This article is taken from the October 2023 issue of The Critic. To get the full magazine why not subscribe? Right now we’re offering five issues for just £10.
Of all the phrases calculated to hoodwink a writer into believing that he, or she, inhabits what the rock band Steely Dan used to call “a glamour profession”, the most potent of all must be “author tour”.
Author tour! Simply to type the words on a computer screen is to summon up a roseate vision of craned heads at the Cheltenham Literary Festival, with queues of excitable punters pressing books upon you for signature. Sadly, the reality of those excursions beyond the study desk, to meet the people who actually buy the delightful productions of your pen (or might be induced to buy them), is a great deal more prosaic.
It is many a long year since the Secret Author last took part in anything that could even euphemistically be called an author tour. On the other hand, a friend of his recently embarked on one. Here, with due regard for the identities and reputations of some of the people involved, is what the writer in question — a distinguished historian whom we shall call “Mr X” — insists is a faithful account of its opening tranche:
30 may. Invitation to deliver guest lecture at Cambridge college. A dozen people in basement room. No books on sale, although one member of the audience brings a couple for signature. A misplaced sense of delicacy has so far prevented me from asking if there is an honorarium. In the end I demand “Is there a fee for this?” No, the undergraduate who has fixed up the gig admits, there isn’t. No sign of any expenses, either.
7 june. Evening talk at private members’ club in Shaftesbury Avenue. At 3pm an email wings in from the organisers: “Are you bringing the books?” “No,” I email back, “I assumed you were.” “Oh, I’m afraid we don’t have a tie-up with a bookseller.” Email publicist, to be told it’s far too late to do anything. Forty people turn up, but none of them can buy the book. Payment: £150.
15 june. Prestige seminar at celebrated London institute. Packed out. Excellent event, marred only by the chair’s rising to her feet at the outset to announce that the bookseller has phoned in sick, so there is no product available. No fee. No expenses.
Any author, of whatever status or celebrity, will usually have experienced something like this. Daniel Finkelstein once travelled all the way to Norwich to find an audience of two people, one of whom turned out to be an ex-convict out on probation.
Sadly, the event was scheduled for the evening of a crucial England football game
The Secret Author himself arrived at a Hampstead bookshop to take part in a three-person colloquium on some pressing literary topic. Sadly, the event was scheduled for the evening of a crucial England football game, and he discovered an audience of one.
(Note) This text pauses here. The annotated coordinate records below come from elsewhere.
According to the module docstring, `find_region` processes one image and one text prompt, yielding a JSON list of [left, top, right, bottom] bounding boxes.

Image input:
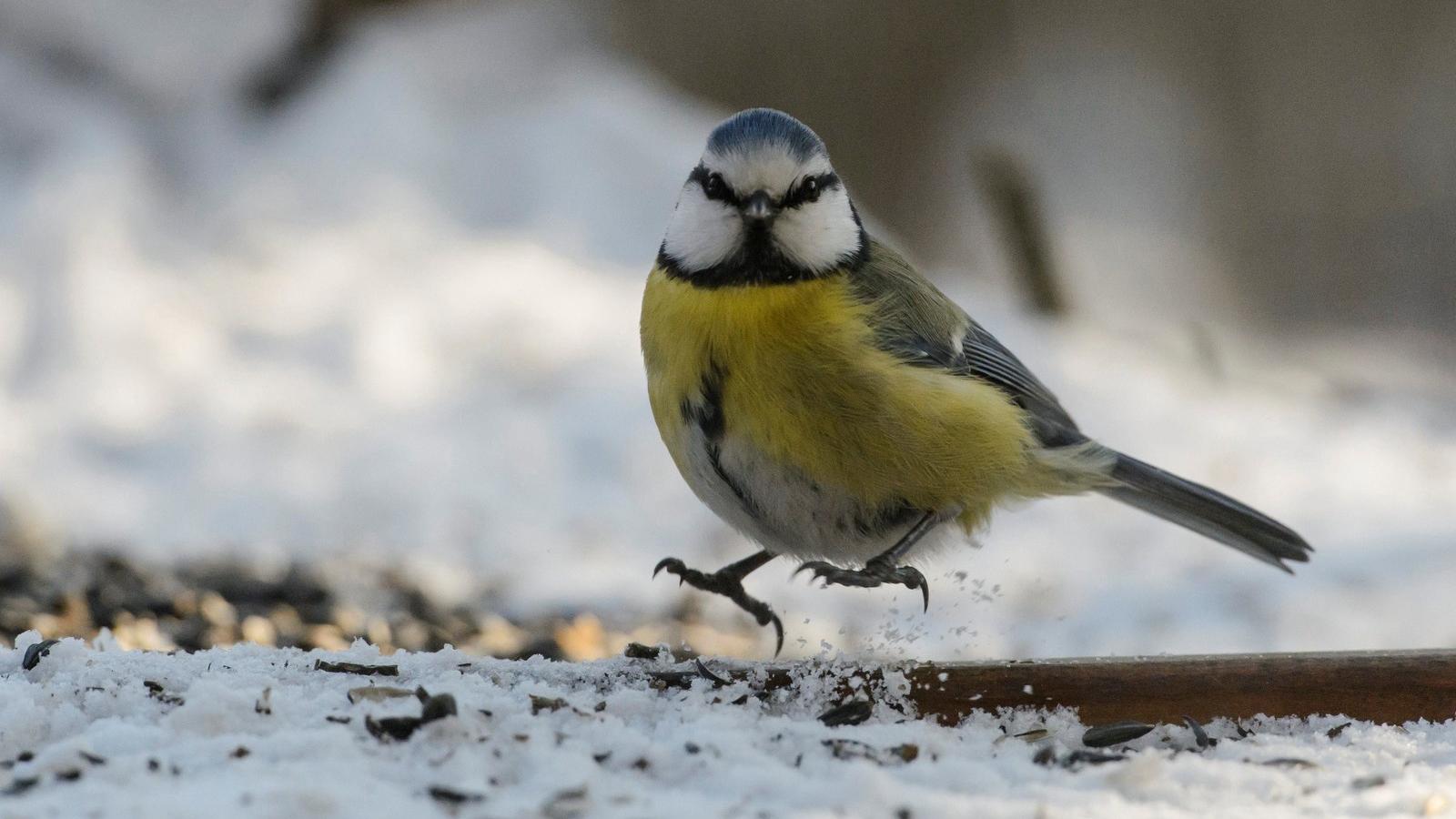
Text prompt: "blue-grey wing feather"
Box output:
[[852, 240, 1087, 446]]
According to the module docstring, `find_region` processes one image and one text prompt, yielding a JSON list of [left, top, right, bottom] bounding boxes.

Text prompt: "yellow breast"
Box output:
[[642, 269, 1032, 523]]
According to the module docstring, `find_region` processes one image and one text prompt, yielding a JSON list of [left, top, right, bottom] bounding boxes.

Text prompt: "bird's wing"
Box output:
[[850, 239, 1087, 446]]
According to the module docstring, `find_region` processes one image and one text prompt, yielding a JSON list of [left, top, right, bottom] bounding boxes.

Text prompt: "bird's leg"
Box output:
[[652, 551, 784, 656], [794, 510, 959, 609]]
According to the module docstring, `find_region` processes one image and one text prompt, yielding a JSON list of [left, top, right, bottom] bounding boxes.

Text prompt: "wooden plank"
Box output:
[[908, 650, 1456, 724], [666, 650, 1456, 724]]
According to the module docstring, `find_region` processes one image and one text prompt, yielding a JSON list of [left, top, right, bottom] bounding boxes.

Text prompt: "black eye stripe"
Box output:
[[784, 170, 840, 207], [687, 165, 740, 207], [687, 165, 842, 208]]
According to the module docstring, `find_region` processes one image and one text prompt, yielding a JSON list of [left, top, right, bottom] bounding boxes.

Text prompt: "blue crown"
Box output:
[[708, 108, 827, 162]]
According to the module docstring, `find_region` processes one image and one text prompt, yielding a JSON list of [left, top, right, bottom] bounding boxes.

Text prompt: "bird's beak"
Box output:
[[743, 191, 779, 223]]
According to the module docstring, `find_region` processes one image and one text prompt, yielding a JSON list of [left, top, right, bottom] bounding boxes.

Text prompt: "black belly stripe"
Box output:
[[680, 361, 763, 521]]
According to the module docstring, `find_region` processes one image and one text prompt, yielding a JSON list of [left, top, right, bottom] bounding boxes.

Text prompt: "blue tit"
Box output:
[[641, 108, 1310, 647]]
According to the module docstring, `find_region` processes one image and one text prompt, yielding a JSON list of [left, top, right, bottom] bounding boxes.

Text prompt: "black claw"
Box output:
[[794, 560, 930, 611], [652, 557, 784, 657]]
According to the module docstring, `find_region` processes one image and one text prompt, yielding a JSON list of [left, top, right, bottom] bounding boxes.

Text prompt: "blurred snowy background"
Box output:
[[0, 0, 1456, 659]]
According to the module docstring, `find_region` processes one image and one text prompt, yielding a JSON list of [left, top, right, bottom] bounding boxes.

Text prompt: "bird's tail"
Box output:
[[1097, 453, 1315, 574]]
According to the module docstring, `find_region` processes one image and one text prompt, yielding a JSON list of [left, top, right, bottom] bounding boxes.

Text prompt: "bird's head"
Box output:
[[658, 108, 866, 286]]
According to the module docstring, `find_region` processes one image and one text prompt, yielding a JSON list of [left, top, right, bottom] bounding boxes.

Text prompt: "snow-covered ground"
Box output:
[[0, 634, 1456, 819], [0, 0, 1456, 659], [0, 0, 1456, 816]]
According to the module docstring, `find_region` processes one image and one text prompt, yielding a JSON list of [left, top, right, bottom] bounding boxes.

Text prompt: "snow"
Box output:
[[0, 632, 1456, 817], [0, 0, 1456, 816]]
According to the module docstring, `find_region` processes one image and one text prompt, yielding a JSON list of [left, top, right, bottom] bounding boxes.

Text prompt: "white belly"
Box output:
[[682, 424, 945, 565]]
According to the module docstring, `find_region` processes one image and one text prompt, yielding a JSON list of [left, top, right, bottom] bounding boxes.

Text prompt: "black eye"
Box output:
[[703, 174, 728, 199]]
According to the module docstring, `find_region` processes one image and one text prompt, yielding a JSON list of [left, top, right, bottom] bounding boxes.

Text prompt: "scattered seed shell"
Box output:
[[1082, 722, 1155, 748]]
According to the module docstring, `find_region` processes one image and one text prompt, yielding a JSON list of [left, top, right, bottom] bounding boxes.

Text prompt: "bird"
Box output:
[[641, 108, 1313, 652]]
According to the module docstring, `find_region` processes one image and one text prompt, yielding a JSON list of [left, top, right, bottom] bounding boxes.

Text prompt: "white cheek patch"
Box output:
[[774, 185, 859, 271], [662, 182, 743, 269]]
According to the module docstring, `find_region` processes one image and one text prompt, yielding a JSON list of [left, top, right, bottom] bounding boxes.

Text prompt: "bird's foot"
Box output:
[[652, 557, 784, 657], [794, 558, 930, 609]]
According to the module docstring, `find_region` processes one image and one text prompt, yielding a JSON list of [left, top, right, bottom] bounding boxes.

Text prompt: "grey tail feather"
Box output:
[[1097, 453, 1315, 574]]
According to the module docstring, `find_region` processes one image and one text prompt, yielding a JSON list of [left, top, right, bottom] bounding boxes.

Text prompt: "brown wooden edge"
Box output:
[[653, 649, 1456, 724]]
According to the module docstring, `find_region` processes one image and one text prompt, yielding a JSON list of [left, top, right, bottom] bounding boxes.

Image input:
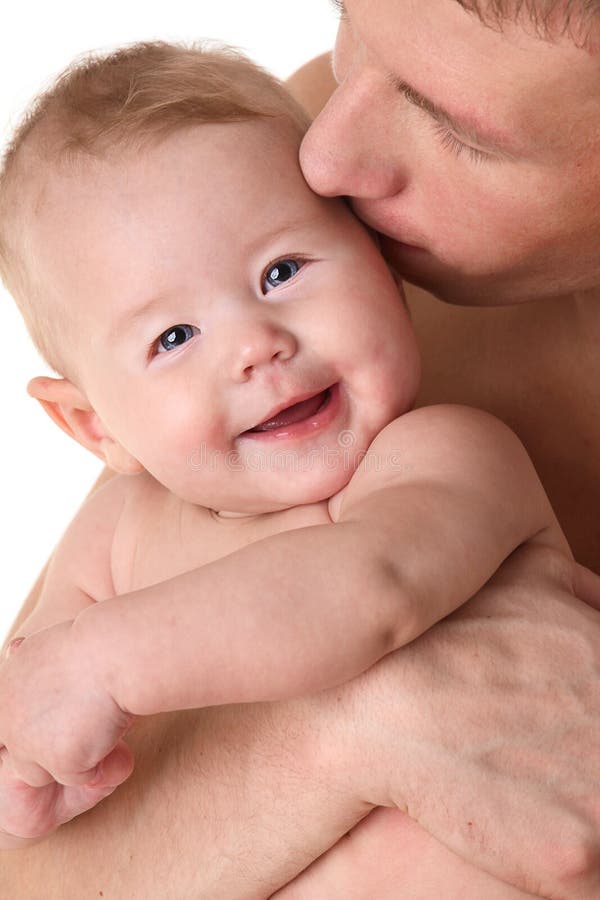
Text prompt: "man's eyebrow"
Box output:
[[389, 75, 517, 159]]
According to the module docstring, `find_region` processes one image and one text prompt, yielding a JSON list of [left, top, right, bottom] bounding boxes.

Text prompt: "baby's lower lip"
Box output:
[[240, 384, 340, 441]]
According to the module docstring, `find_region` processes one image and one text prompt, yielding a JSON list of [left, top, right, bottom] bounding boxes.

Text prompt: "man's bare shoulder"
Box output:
[[286, 53, 337, 119]]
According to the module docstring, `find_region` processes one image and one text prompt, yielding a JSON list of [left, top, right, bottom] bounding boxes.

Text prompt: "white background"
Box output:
[[0, 0, 336, 637]]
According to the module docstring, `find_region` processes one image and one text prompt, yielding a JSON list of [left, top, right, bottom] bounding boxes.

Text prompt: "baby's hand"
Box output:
[[0, 622, 133, 792], [0, 741, 133, 850]]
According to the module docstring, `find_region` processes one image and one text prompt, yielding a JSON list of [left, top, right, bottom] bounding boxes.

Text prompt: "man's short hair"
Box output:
[[0, 41, 308, 374], [456, 0, 600, 47]]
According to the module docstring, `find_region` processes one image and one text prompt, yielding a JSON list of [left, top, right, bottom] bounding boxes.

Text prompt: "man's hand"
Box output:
[[0, 622, 133, 796], [337, 547, 600, 900]]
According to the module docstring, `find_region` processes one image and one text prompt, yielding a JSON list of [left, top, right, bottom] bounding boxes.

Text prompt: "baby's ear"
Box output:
[[27, 376, 143, 475]]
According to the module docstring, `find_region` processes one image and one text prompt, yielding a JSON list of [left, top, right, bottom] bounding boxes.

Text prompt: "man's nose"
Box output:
[[300, 69, 407, 200], [227, 317, 298, 382]]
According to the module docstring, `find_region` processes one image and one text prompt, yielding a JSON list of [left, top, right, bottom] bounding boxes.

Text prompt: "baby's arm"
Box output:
[[72, 406, 568, 714], [0, 479, 132, 849], [0, 406, 566, 800]]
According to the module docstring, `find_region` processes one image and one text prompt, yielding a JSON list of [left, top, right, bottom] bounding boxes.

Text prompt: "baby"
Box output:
[[0, 43, 568, 847]]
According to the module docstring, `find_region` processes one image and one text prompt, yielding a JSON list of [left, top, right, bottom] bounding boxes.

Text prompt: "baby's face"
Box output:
[[34, 122, 419, 514]]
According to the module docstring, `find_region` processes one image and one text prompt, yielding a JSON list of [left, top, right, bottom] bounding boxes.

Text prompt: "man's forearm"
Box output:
[[73, 523, 404, 715]]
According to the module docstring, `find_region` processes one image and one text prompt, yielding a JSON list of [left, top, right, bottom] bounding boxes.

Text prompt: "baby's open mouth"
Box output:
[[246, 388, 331, 434]]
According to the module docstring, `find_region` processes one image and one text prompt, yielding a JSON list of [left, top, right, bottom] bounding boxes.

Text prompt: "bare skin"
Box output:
[[1, 47, 600, 900]]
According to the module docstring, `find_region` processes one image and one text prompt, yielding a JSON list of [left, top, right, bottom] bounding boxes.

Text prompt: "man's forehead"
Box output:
[[340, 0, 600, 153]]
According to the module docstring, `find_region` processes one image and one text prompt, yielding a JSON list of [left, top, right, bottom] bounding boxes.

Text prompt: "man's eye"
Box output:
[[262, 259, 302, 293], [156, 325, 200, 353]]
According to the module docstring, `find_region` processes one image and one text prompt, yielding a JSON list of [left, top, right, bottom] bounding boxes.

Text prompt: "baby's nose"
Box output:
[[231, 320, 298, 382]]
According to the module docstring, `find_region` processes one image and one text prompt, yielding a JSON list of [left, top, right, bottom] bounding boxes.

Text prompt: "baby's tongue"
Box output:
[[252, 391, 325, 431]]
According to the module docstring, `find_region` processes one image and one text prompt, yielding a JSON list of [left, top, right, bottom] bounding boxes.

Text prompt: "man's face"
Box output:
[[301, 0, 600, 305], [32, 123, 419, 514]]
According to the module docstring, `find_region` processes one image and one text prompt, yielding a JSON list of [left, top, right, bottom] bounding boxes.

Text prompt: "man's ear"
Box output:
[[27, 376, 144, 475]]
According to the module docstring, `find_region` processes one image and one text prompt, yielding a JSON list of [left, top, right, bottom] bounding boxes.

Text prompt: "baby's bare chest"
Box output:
[[113, 486, 331, 594]]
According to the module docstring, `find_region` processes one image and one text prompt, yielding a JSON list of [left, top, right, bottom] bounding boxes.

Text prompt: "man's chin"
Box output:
[[381, 236, 519, 306]]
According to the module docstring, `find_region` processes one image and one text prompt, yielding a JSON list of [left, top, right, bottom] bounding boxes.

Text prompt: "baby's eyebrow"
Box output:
[[329, 0, 346, 18], [107, 293, 168, 339]]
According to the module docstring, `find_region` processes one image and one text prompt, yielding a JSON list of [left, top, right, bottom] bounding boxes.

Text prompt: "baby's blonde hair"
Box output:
[[0, 41, 308, 374]]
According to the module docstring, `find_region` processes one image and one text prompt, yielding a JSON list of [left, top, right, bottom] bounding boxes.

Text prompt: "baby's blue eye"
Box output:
[[156, 325, 199, 353], [263, 259, 301, 292]]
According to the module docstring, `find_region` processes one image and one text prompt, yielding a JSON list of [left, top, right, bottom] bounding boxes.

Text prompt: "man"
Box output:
[[0, 0, 600, 900]]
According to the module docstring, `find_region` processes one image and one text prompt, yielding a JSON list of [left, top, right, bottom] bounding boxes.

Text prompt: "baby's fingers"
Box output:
[[1, 748, 99, 788], [0, 747, 55, 788]]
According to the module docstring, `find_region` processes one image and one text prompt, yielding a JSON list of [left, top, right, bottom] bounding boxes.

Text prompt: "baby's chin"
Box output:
[[210, 464, 356, 519]]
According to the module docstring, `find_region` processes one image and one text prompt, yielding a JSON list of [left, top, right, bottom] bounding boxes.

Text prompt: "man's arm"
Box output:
[[0, 546, 600, 900]]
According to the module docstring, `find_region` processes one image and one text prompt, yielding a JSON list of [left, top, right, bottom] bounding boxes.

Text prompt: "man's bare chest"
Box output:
[[409, 288, 600, 571]]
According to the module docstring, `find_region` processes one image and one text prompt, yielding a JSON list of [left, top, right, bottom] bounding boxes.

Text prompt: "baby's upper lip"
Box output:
[[242, 385, 332, 434]]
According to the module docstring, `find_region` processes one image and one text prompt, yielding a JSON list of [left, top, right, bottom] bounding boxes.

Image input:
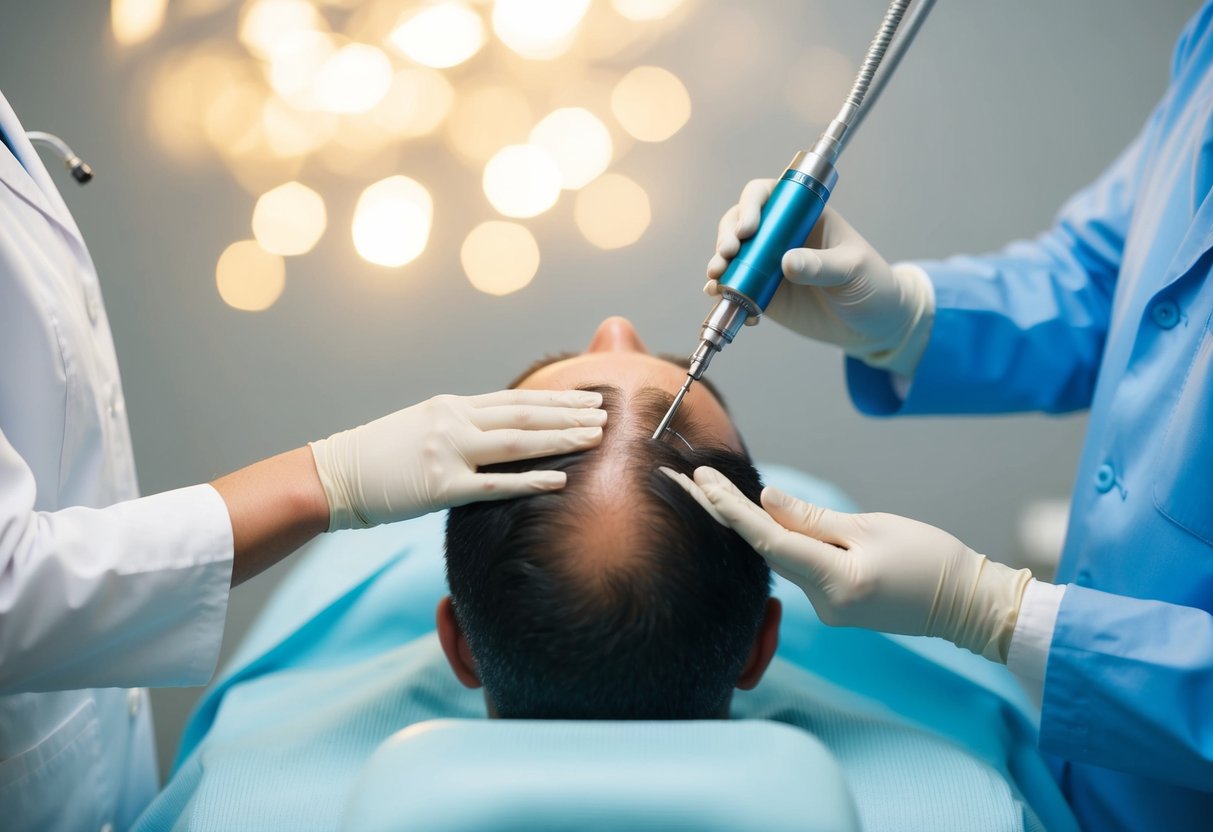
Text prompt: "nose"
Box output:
[[586, 315, 649, 353]]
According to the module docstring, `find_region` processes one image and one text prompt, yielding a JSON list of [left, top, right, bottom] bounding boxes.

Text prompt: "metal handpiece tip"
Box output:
[[653, 376, 695, 439]]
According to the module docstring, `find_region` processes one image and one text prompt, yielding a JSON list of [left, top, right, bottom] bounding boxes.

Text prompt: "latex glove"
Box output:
[[311, 391, 607, 531], [676, 468, 1031, 663], [704, 179, 935, 376]]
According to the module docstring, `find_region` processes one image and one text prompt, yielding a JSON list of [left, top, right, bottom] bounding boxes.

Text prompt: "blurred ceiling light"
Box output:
[[239, 0, 328, 58], [784, 46, 855, 126], [611, 0, 683, 21], [353, 176, 434, 267], [446, 85, 534, 164], [610, 67, 690, 142], [492, 0, 590, 61], [484, 144, 560, 217], [215, 240, 286, 312], [370, 67, 455, 138], [391, 0, 484, 69], [252, 182, 328, 255], [109, 0, 169, 46], [203, 84, 266, 156], [267, 30, 337, 109], [460, 220, 539, 295], [314, 44, 392, 113], [172, 0, 233, 17], [530, 107, 611, 190], [148, 44, 255, 159], [573, 173, 653, 249]]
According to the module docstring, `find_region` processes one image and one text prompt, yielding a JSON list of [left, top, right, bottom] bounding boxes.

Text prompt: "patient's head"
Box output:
[[438, 319, 779, 719]]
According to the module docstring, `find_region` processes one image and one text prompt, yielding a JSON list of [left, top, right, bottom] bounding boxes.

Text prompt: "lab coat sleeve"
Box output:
[[0, 432, 232, 695], [1041, 585, 1213, 792], [847, 114, 1158, 416]]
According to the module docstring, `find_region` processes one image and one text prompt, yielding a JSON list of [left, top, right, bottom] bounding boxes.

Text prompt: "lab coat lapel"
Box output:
[[0, 92, 85, 249]]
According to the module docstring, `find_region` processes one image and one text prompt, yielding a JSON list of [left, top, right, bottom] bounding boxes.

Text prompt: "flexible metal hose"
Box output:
[[838, 0, 910, 114], [813, 0, 934, 164]]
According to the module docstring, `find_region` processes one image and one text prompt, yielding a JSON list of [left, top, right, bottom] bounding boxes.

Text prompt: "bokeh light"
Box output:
[[391, 0, 484, 69], [252, 182, 328, 255], [203, 84, 266, 155], [484, 144, 560, 217], [215, 240, 286, 312], [573, 173, 653, 249], [261, 98, 337, 159], [611, 0, 684, 21], [148, 44, 255, 160], [784, 46, 856, 127], [239, 0, 328, 58], [610, 67, 690, 142], [446, 84, 534, 164], [314, 44, 392, 113], [353, 176, 434, 267], [492, 0, 590, 61], [460, 220, 539, 295], [109, 0, 169, 46], [129, 0, 698, 309], [267, 30, 337, 109], [530, 107, 611, 190], [370, 67, 455, 138]]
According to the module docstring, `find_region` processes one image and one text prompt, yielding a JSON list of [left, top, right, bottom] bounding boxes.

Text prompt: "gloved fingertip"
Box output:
[[762, 485, 797, 508], [784, 249, 821, 284], [535, 471, 569, 491]]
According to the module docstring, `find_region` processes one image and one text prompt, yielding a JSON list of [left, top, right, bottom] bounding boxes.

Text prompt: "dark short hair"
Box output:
[[446, 387, 770, 719]]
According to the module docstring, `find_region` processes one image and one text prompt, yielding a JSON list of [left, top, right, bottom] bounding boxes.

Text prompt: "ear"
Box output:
[[435, 595, 480, 688], [738, 598, 784, 690]]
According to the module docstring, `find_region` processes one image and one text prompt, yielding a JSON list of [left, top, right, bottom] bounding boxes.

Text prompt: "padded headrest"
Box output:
[[344, 719, 859, 832]]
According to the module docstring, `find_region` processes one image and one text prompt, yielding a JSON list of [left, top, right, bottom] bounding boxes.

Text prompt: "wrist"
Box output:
[[308, 431, 374, 531], [957, 555, 1032, 665], [862, 263, 935, 378]]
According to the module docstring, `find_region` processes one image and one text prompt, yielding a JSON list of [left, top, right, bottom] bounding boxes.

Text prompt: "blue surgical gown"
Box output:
[[847, 2, 1213, 832]]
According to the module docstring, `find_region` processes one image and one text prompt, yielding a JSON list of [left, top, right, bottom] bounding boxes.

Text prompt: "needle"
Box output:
[[653, 375, 695, 439]]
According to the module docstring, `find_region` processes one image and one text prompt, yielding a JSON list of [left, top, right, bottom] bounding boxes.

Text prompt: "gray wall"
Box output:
[[0, 0, 1200, 781]]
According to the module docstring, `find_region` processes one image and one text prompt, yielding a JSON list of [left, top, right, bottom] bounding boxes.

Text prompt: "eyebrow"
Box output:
[[509, 351, 729, 414]]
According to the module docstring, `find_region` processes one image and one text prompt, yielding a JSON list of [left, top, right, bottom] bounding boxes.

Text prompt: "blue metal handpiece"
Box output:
[[653, 153, 838, 439], [721, 154, 837, 314], [653, 0, 934, 439]]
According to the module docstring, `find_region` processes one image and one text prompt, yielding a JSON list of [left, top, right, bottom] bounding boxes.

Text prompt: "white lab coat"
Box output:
[[0, 95, 232, 832]]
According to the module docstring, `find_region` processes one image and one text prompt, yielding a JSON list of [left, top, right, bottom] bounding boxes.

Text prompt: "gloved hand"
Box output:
[[704, 179, 935, 376], [311, 391, 607, 531], [676, 468, 1032, 663]]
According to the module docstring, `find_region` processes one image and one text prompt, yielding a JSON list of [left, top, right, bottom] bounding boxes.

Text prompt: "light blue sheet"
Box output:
[[138, 466, 1076, 830]]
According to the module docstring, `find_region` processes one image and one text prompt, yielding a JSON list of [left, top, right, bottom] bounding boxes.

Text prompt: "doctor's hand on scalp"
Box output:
[[311, 391, 607, 531], [676, 468, 1031, 662], [704, 179, 935, 376]]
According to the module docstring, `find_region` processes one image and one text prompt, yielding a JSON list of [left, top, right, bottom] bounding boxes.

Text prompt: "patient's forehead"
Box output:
[[516, 352, 745, 452]]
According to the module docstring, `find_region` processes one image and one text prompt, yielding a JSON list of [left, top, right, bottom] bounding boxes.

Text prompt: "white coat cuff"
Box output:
[[1007, 579, 1065, 703], [143, 485, 234, 685]]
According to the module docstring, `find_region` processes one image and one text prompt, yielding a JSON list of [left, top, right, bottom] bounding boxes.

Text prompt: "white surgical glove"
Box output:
[[704, 179, 935, 376], [674, 468, 1032, 663], [311, 391, 607, 531]]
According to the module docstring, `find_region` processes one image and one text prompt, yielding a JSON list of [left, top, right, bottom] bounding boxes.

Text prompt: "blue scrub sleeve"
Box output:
[[847, 102, 1160, 416], [1041, 585, 1213, 791]]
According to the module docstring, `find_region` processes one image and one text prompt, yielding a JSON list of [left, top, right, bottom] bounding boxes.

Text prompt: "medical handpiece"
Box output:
[[653, 0, 933, 439]]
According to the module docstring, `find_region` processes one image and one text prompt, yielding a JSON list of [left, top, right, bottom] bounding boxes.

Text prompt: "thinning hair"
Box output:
[[446, 387, 770, 719]]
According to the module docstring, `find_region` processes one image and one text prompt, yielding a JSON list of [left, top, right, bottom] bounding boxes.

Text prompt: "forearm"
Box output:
[[211, 446, 329, 586]]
Jonathan Coe used to tell the story of how, at an early stage in his career after having written a noir-ish novel called The Dwarves of Death, he was invited to appear at a crime writers’ convention.
The event was scheduled to take place in a vast university lecture theatre. Two minutes after the designated start time, a solitary punter took his seat in the backmost row.
Two minutes after this, a somewhat chastened Coe took to the podium and conceded that they’d better get on with it. “Actually,” the spectator revealed, “I’m Ian Rankin and I’m your chair.”
There is a suspicion that this kind of cack-handedness is an English thing and that foreign countries do it better. “Mr X”, for example, was far more enthusiastic about the treatment he gets in America where, instead of appearing in basement rooms for little or no money, he is invited to grace the boards of scholarly institutions in New England cities for $1,000 at a time.
Part of the problem, naturally, is the amateurishness of the domestic infrastructure. Most homegrown literary festivals are staffed, if not actually run, by volunteers with tiny budgets relying on the goodwill of their guests.
On the other hand, the assumption persists that, unlike any other professional person giving up a substantial amount of their time, writers don’t mind travelling long distances to speak in public without getting paid for their trouble.
This tendency is particularly marked in universities, who regularly assume that what the novelist Simon Raven used to call “distinguished cultural service” should be delivered gratis.
Who wants to travel to the University of Y to deliver a lecture that will require several hours work, to an audience whose size no one seems able to predict — and without there being a fee at the end of it?
For some reason, most university administrators seem entirely unabashed when you protest that this is a part of your professional round, like filing a book review or writing a chapter, and it needs reimbursement just like anything else.
The Secret Author’s own response is to remark: “If the lights fused during my lecture, you would pay an electrician to fix them. So why can’t you pay me?” This is pretty much unanswerable.